Welcome to the new and improved ChatCelts.com. Here at ChatCelts you'll be constantly inundated with new articles from the expansive Celtics blogosphere, the local Boston news sources, and the national media. On top of that you'll be receiving real time twitter updates from Celtics players and beat writers. We also feature a social networking component that will allow you to sound off whenever you'd like. Give us your links, your rants, and your insights. My role will be facilitate all of those components and make sure this site is delivering everything that it promises. On top of that, I'll be providing you with my thoughts about the team with several articles per week. We aim to be your daily sports page, as this is the only place where you'll find all forms of Celtics media under one roof.
A little bit about myself: I believe that this game, specifically the brand played in this league, is the most beautiful and complex game in the world. I live and die with this team, and I hope that passion will help me to provide you with a great product here. My greatest sports moment was attending game 6 of the 2008 NBA Finals in Boston. Being in the building to see the Celtics secure banner 17 against the Lakers and to see Paul Pierce finally vindicated as he hoisted the Finals MVP trophy is something that I'll never forget. I wrote about it here. That article is from a now defunct blog that I use to have with a guy named Ben Babcock. He's now the blogger and administrator over at ChatPats. Be sure to check out what he's doing over there. We'll be collaborating from time to time, as many of you who are Celtics fans are also Patriots fans.
So, welcome. I look forward to being with you on this journey.

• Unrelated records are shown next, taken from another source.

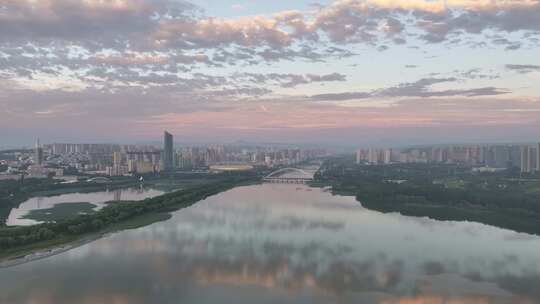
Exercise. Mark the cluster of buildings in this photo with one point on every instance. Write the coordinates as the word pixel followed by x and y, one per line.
pixel 137 160
pixel 117 160
pixel 525 157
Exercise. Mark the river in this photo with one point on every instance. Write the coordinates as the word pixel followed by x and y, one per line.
pixel 98 199
pixel 275 243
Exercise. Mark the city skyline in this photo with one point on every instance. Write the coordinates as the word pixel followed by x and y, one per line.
pixel 344 72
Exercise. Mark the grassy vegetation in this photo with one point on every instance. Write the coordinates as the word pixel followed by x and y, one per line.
pixel 60 211
pixel 14 192
pixel 16 241
pixel 442 192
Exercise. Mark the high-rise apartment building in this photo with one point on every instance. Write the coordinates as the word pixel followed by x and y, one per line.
pixel 168 152
pixel 525 159
pixel 38 158
pixel 538 157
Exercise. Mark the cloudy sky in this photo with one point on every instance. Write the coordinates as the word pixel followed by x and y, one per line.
pixel 383 72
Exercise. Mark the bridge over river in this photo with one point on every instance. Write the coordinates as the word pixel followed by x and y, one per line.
pixel 291 176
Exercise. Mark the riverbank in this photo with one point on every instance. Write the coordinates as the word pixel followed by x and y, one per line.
pixel 423 190
pixel 18 244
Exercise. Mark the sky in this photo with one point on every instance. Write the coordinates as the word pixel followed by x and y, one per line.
pixel 344 72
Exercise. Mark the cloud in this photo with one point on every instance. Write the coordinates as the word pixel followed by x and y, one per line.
pixel 523 68
pixel 420 88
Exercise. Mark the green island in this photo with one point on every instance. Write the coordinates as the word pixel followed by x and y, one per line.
pixel 60 211
pixel 70 227
pixel 441 192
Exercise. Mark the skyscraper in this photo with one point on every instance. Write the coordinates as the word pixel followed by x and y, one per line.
pixel 38 158
pixel 538 157
pixel 525 159
pixel 168 155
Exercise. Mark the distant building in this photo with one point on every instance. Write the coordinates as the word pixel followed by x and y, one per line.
pixel 168 152
pixel 38 158
pixel 387 156
pixel 525 159
pixel 538 157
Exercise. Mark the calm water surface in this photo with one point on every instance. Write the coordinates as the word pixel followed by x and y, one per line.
pixel 287 244
pixel 96 198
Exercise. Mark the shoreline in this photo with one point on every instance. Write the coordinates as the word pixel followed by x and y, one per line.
pixel 162 213
pixel 48 252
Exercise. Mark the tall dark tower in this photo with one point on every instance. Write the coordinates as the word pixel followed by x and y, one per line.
pixel 38 157
pixel 168 154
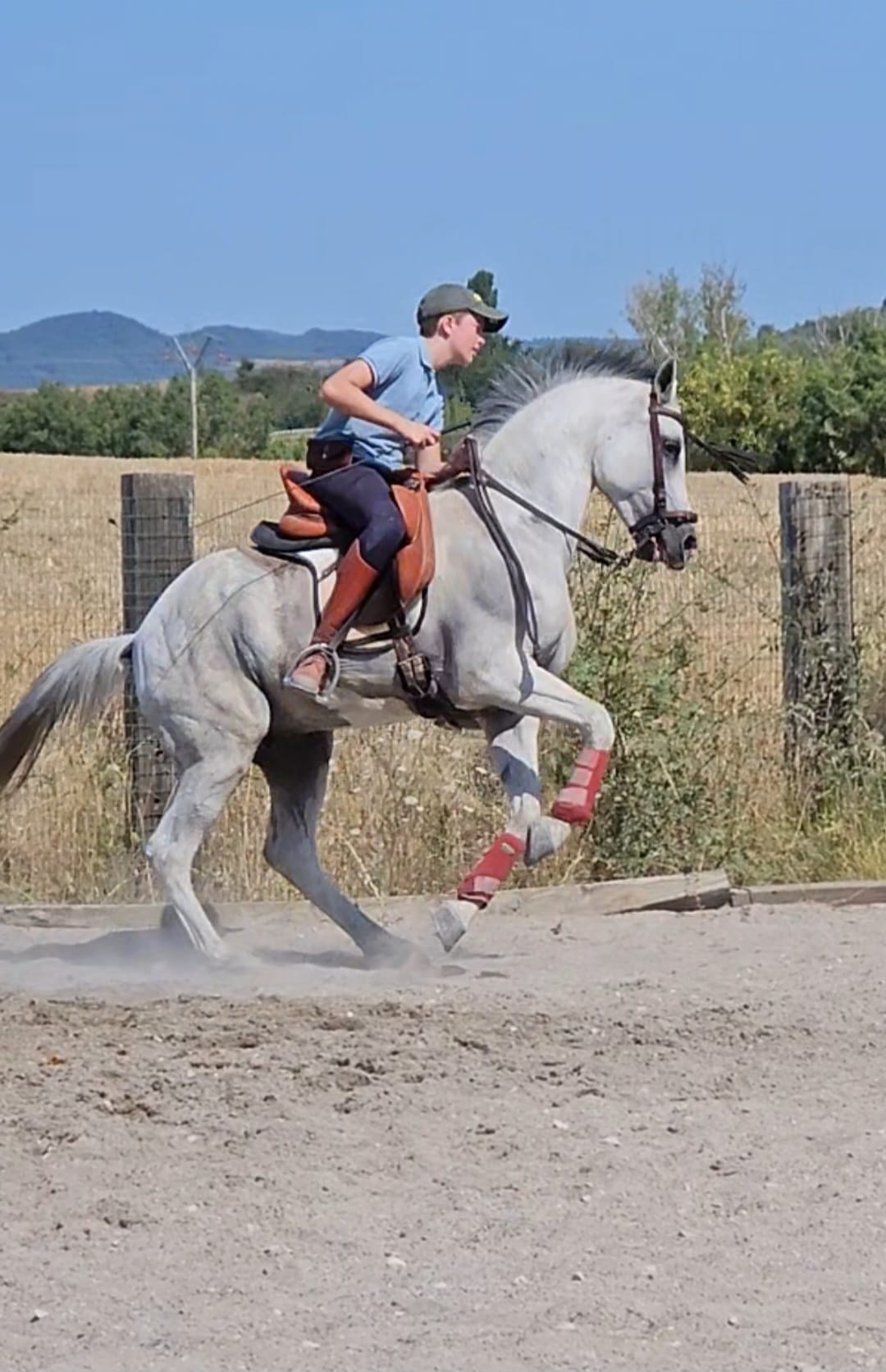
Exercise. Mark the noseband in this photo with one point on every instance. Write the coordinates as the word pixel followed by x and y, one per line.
pixel 649 530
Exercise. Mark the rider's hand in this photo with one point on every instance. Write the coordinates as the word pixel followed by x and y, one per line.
pixel 418 435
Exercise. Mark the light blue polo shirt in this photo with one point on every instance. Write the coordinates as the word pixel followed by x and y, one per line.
pixel 404 381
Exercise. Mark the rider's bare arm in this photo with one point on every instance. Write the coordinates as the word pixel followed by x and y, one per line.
pixel 346 391
pixel 430 460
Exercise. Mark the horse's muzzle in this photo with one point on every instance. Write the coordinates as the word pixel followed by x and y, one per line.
pixel 669 538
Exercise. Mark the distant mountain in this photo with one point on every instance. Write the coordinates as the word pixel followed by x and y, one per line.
pixel 99 348
pixel 265 344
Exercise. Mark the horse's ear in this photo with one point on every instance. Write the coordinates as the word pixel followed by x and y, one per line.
pixel 664 385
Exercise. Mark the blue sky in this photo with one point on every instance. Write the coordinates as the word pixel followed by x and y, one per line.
pixel 288 163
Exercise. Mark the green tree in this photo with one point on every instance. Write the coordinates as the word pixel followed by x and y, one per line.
pixel 675 320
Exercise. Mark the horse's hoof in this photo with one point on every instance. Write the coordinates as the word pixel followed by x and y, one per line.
pixel 451 921
pixel 545 837
pixel 390 951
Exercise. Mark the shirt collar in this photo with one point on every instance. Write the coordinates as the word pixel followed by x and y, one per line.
pixel 424 356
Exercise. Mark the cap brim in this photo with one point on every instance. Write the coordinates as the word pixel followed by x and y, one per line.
pixel 493 320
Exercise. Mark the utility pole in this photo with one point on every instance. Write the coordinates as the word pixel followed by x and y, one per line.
pixel 192 367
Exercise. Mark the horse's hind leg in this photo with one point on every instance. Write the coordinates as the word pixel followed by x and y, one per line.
pixel 204 782
pixel 296 770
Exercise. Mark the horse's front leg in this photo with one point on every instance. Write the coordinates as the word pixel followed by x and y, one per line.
pixel 514 754
pixel 514 745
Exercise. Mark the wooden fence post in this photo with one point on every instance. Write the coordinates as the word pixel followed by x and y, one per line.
pixel 818 640
pixel 157 526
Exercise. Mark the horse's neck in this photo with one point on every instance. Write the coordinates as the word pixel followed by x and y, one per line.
pixel 546 450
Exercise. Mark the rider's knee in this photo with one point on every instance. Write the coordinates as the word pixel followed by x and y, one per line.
pixel 381 538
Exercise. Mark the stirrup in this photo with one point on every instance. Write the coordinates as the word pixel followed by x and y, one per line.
pixel 334 670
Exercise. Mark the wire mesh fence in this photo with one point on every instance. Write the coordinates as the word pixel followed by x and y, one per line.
pixel 409 805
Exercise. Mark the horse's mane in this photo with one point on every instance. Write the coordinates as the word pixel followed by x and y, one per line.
pixel 535 373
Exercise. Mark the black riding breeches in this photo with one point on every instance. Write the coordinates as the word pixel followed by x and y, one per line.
pixel 361 499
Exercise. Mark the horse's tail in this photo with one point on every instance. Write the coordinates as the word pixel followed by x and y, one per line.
pixel 79 685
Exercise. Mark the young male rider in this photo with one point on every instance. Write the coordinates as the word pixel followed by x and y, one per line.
pixel 384 401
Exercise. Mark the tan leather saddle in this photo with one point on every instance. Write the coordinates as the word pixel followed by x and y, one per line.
pixel 306 520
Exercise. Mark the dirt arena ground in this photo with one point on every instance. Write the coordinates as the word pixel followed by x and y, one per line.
pixel 647 1142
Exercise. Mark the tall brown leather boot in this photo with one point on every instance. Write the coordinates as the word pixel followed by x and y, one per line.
pixel 354 582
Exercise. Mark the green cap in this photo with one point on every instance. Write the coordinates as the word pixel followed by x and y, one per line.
pixel 453 299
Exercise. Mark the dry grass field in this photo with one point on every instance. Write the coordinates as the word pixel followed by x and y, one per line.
pixel 410 805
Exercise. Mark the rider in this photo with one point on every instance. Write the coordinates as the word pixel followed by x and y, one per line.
pixel 384 401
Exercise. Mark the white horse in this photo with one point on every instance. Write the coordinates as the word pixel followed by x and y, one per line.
pixel 208 658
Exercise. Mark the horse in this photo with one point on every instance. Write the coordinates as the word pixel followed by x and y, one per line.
pixel 497 629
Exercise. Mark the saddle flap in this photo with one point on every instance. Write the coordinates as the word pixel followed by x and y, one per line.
pixel 414 562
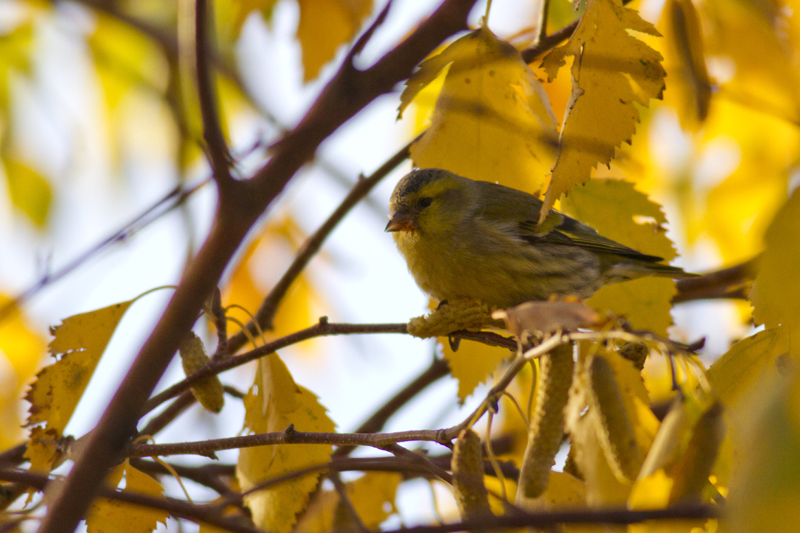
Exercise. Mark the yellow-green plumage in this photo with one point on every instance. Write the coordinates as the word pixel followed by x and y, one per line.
pixel 473 239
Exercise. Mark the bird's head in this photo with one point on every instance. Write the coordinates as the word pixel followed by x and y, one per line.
pixel 429 200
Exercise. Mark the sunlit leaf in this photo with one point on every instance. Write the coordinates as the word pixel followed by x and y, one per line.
pixel 766 496
pixel 776 294
pixel 492 120
pixel 21 350
pixel 737 377
pixel 472 364
pixel 324 26
pixel 16 47
pixel 80 340
pixel 372 496
pixel 272 404
pixel 612 71
pixel 618 211
pixel 753 359
pixel 126 59
pixel 30 191
pixel 115 516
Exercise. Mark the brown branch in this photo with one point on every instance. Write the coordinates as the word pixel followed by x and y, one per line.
pixel 548 42
pixel 438 369
pixel 287 436
pixel 173 411
pixel 320 329
pixel 171 200
pixel 348 92
pixel 547 519
pixel 212 131
pixel 266 313
pixel 207 475
pixel 177 508
pixel 419 460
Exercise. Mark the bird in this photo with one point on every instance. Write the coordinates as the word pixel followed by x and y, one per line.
pixel 463 238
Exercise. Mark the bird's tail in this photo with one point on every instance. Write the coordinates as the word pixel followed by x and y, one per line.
pixel 639 269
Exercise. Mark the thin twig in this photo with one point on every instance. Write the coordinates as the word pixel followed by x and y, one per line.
pixel 322 328
pixel 212 131
pixel 420 460
pixel 438 369
pixel 172 199
pixel 268 308
pixel 176 508
pixel 287 436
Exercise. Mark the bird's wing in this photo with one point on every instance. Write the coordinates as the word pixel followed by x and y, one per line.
pixel 501 205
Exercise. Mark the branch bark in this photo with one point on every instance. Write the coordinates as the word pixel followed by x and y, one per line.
pixel 348 92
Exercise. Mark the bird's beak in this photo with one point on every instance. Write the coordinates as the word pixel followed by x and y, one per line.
pixel 401 221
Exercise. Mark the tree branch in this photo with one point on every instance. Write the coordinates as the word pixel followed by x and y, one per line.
pixel 438 369
pixel 212 132
pixel 266 313
pixel 348 92
pixel 287 436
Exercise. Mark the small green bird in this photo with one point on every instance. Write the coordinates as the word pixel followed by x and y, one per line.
pixel 474 239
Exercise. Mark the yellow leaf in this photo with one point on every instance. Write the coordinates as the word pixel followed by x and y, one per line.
pixel 766 496
pixel 737 377
pixel 763 64
pixel 251 280
pixel 272 404
pixel 82 339
pixel 114 516
pixel 751 360
pixel 602 485
pixel 372 496
pixel 492 120
pixel 472 364
pixel 29 190
pixel 612 70
pixel 563 492
pixel 15 57
pixel 776 294
pixel 618 211
pixel 21 349
pixel 125 59
pixel 685 64
pixel 652 492
pixel 324 26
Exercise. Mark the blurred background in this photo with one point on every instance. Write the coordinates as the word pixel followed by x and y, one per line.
pixel 96 130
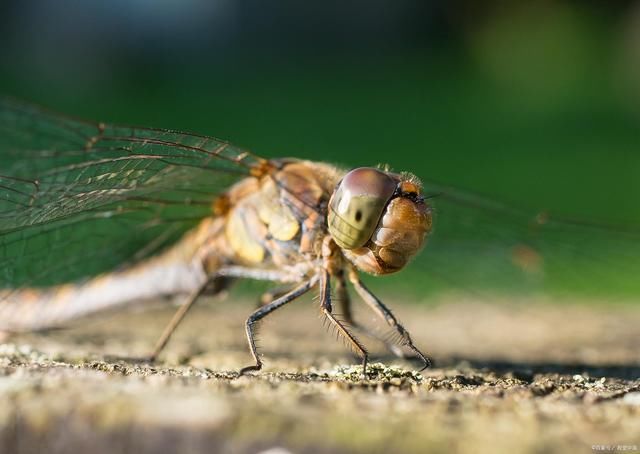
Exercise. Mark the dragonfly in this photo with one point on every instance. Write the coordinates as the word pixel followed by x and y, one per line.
pixel 95 217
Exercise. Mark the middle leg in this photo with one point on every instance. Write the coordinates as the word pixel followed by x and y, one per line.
pixel 263 312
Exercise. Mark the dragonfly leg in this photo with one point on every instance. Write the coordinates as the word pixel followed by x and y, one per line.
pixel 175 321
pixel 325 305
pixel 347 315
pixel 263 312
pixel 382 311
pixel 270 295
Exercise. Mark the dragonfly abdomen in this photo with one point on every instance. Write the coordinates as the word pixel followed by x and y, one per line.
pixel 177 271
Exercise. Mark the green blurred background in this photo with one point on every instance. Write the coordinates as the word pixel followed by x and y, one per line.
pixel 533 104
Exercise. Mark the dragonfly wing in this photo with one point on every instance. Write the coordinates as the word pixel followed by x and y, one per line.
pixel 80 198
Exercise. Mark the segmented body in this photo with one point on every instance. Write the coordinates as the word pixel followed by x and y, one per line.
pixel 271 223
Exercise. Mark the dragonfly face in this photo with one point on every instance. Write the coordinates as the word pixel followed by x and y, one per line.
pixel 379 219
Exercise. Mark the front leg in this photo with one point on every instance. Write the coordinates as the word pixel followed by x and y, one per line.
pixel 379 308
pixel 325 306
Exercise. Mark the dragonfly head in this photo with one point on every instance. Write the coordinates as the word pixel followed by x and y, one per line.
pixel 379 219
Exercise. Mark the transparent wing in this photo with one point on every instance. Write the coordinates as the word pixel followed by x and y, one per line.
pixel 484 247
pixel 79 198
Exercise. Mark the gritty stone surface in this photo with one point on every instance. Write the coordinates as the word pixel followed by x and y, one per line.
pixel 507 378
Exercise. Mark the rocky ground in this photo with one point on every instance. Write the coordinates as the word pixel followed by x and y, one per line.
pixel 511 377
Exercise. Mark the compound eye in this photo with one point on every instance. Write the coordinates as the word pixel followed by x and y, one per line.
pixel 357 204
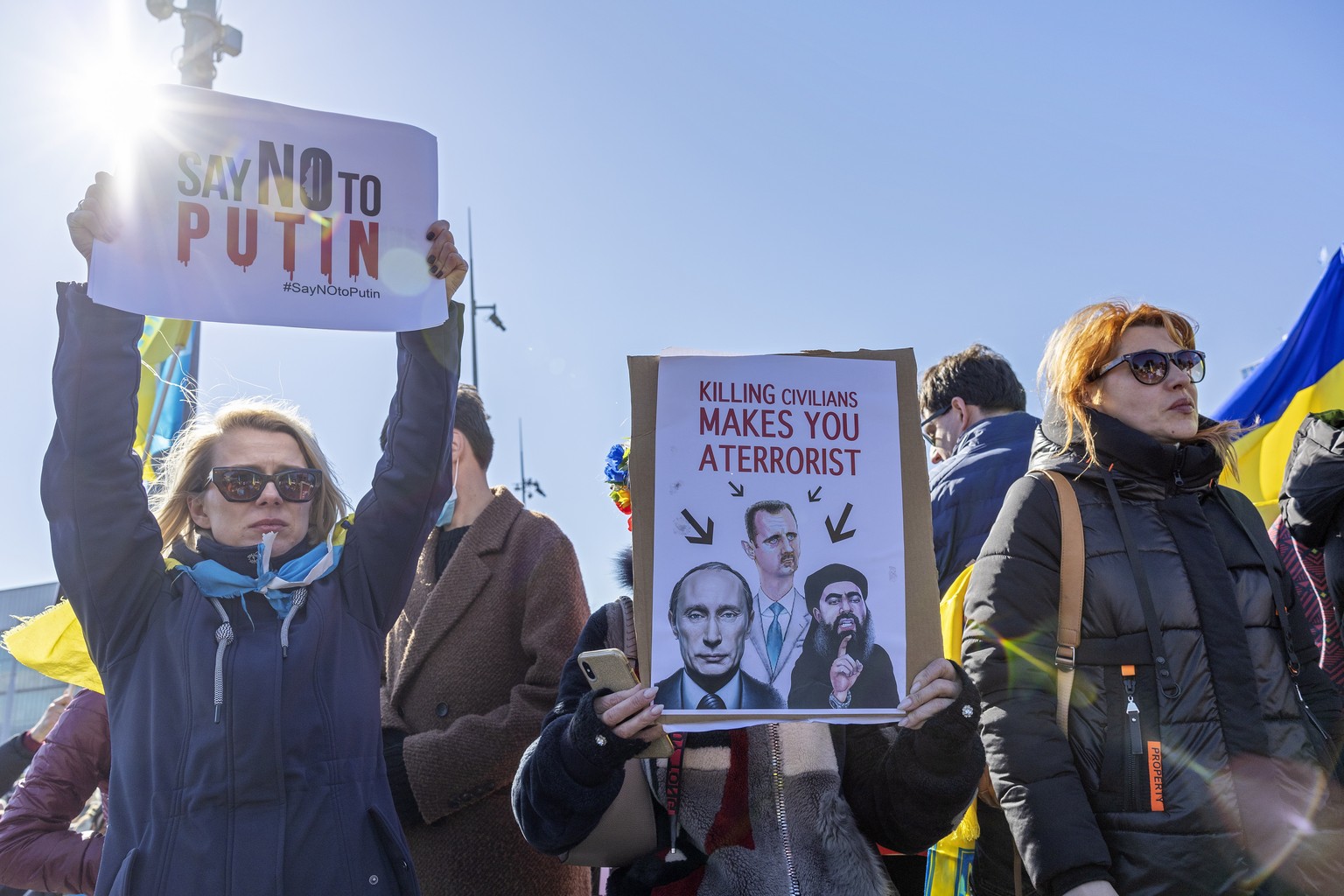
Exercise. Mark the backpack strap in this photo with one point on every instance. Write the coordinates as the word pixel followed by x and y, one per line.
pixel 1071 564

To honor this new beginning, a reading from the book of Halberstam:
"Suddenly it was not just a game or two, suddenly it was what all basketball people, players and coaches alike, feared most, a losing streak. For basketball people believed that their game was far more psychological than football or baseball. Players, if they were going well, believed they could do certain things, shoot and make certain shots, stop certain players on defense. That had been part of the immense intangible value of Walton: he was so superior a player and his talents so directly encouraged other players; because he was so good on defense they were able to play better defense too, for they had less territory to cover; he passed so well that they got better shots. But as basketball players lost their confidence, their ability diminished, they no longer believed. They would hesitate and become tentative. Natural shooters began to push their shots. Fine passers overreached themselves and passed into the hands of opponents. Rebounders found themselves unable to take the position they wanted. Players began to doubt not just themselves, but their teammates as well. Contemporary professional basketball was a curious amalgam of great skill, great ego and great anxiety."
- Breaks of the Game
I reread Breaks of the game right before the 2009 playoffs. In doing so, I was struck by how much this description of the impact of Bill Walton's absence could have also applied to the absence of Kevin Garnett and its impact on the Celtics. We're coming up with new ways of measuring basketball statistically all the time, and I find those measures to be very useful. But, there are some players whose importance transcends statistics. Garnett, like Walton, is one of those guys. Having KG come to the Celtics has been like a dream. To see the way he instantly changed the culture of the locker room, to see the way he mentored the young players (notice Kendrick Perkins wearing number 5 in Oklahoma City), and to see the way he still is able to play defense as if he were ten feet tall after 15 years in the league is to know that this has been a special time to be a Celtics fan.